Simple reaction time (SRT) task

This task requires the participant to tap on the location of the yellow bulls-eye symbol as quickly as possible each time it appeared on the DANA screen. The task contained 40 trials with stimulus presentation time of 900 ms and inter-stimulus interval ranging from 600 to 3000 ms.

Procedural reaction time (PRT) task

The screen displays one of four single-digit numbers, and participants are asked to respond by tapping the left button if the number was small (2 or 3) or the right button if the number was large (4 or 5). The task contained 32 trials. Maximum stimulus presentation time was 2000 ms and inter-stimulus interval fluctuated from 500 to 1000 ms.

Go-Nogo (GNG) task

This is a response inhibition task requiring to fire at the target (white silhouette) in the window of a building sketched on the screen by tapping the ‘fire’ button, and to withhold their response when a non-target (green silhouette) appeared in the same window.
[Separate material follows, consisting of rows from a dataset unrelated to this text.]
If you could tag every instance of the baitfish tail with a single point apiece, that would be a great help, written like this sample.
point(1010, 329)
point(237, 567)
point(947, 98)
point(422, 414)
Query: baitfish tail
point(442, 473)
The task contained 30 trials. Maximum stimulus presentation time was 1500 ms, with the inter-stimulus interval fluctuating from 1000 to 1750 ms.

Statistical analyses

All data analyses were conducted within R environment, version 3.5.033. TIDYVERSE package version 1.2.134 and COWPLOT package, version 0.9.435 were used for data organisation and visualisations. Main effects of caffeine and drowsiness, as well as their interactions were estimated with Satterthwaite approximated t statistics derived from Linear Mixed-effects Modelling analyses conducted with the lme4 package36. Mixed-effects modelling takes advantage of the multiple repeat measurements in our protocol, which compensated for the relatively low number of participants in our caffeine (n = 4) and placebo (n = 6) groups, producing over 60 observations per condition. The resulting degrees of freedom reported in Table 1 reflect the actual statistical power of our analyses: these df values range from 35.6 to 94.9 (M = 74.7) and indicate that our analyses are adequately powered.